Zoloft (Sertraline) is an antidepressant medication used to treat major depressive disorder, panic disorder, post-traumatic stress disorder (PTSD), obsessive–compulsive disorder, social anxiety disorder and premenstrual dysphoric disorder. It belongs to a class of drugs called selective serotonin reuptake inhibitors (SSRIs). It is taken by mouth.
It is believed that Sertraline affects the chemicals present in the brain that may be unbalanced in the individuals with depression and anxiety.
How To Use
Follow all instructions described on prescription label and read all medication guides carefully. Take this medicine exactly as directed by your doctor.
Sertraline (Zoloft) may be taken with or without meal. Try to take the medication at the same time each day.
Depending on your medical condition, your doctor may increase or decrease the amount of dosage.
Tell your doctor about all medicines you’re currently taking and any you start or stop using; especially —
- St. John’s wort
- Muscle relaxants
- Some prescription medicine
- Other antidepressants
- Some herbal products
- Opioid pain or cough relievers such as Codeine, Hydrocodone
- Non-steroidal anti-inflammatory drugs (NSAIDs) such as Ibuprofen, Naproxen
- Selective Serotonin Reuptake Inhibitors (SSRIs) such as Fluoxetine, Paroxetine
- Serotonin-norepinephrine reuptake Inhibitors (SNRIs) such as Duloxetine, Venlafaxine
- Antihistamines such as Cetirizine, Diphenhydramine
- Medications for sleep or anxiety such as Zolpidem, Alprazolam, Diazepam
- Blood thinners such as Warfarin, Dabigatran
- Monoamine oxidase inhibitors (MAO inhibitors) such as Isocarboxazid, Methylene Blue, Procarbazine, Rasagiline, Tranylcypromine, Moclobemide, Linezolid, Phenelzine, Safinamide, Selegiline
Common side effects of Sertraline may include —
- Loss of appetite
- Increased sweating
- Dry mouth
- Trouble sleeping (insomnia)
- Feeling dizziness
- Anxious or agitated
- Tremors or shaking
- decreased sex drive, erectile dysfunction or impotence, or difficulty having an orgasm
Serious side effects may include —
- A seizure (convulsions)
- Easy bruising or bleeding
- Decreased interest in sex
- Blurred vision
- Eye pain
- Muscle cramps
- Shaking or tremors
- Unusual weight loss
- Decrease in sexual ability or delayed ejaculation
Before taking this medication, tell your doctor or health care provider if you are allergic to it or if you have a history of any other allergy.

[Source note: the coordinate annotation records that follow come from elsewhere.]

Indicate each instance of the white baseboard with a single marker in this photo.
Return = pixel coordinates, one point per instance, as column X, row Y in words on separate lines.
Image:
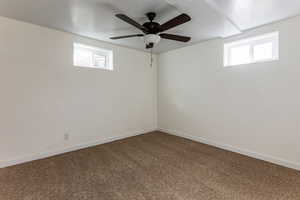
column 271, row 159
column 32, row 157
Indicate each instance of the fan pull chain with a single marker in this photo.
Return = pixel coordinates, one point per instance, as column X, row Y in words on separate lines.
column 151, row 58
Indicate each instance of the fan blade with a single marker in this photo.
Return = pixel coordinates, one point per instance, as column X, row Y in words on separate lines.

Before using Sertraline, tell your doctor or health care provider about your medical history; especially of —
- Liver or kidney disease
- Seizure disorder
- Thyroid disease
- History of bipolar or manic-depressive disorder
- Bleeding disorders
- Personal or family history of glaucoma
- Low levels of sodium in the blood
It is not recommended to take Sertraline during pregnancy. It may harm an unborn baby. Tell your doctor if you are pregnant or planning to get pregnant.

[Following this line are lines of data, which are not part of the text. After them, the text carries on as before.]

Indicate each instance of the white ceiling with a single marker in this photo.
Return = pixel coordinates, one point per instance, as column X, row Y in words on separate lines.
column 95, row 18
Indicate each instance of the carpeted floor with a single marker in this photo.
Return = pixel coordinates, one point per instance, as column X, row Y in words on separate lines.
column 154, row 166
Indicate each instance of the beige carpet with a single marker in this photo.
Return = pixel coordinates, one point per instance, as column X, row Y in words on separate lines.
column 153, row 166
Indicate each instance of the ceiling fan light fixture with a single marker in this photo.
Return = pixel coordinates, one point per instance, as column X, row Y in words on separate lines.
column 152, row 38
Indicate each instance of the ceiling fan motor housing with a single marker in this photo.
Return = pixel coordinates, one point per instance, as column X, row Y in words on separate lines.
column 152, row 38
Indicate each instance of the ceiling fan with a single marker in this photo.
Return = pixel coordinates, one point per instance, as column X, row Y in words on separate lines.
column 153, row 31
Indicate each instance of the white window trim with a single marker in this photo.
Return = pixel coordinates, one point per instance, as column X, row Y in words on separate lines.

It is not clear whether the medication passes into breast milk. Consult your doctor if you are breast—feeding.
What Happens If Missed A Dose?
Take the missed dose as soon as you remember. Skip the missed dose if it is almost the time for next scheduled dose. Do not take extra drug to make up the missed dose.
What Happens If I Take An Overdose?
Seek emergency medical help or call the poison help line at 1—800—222—1222.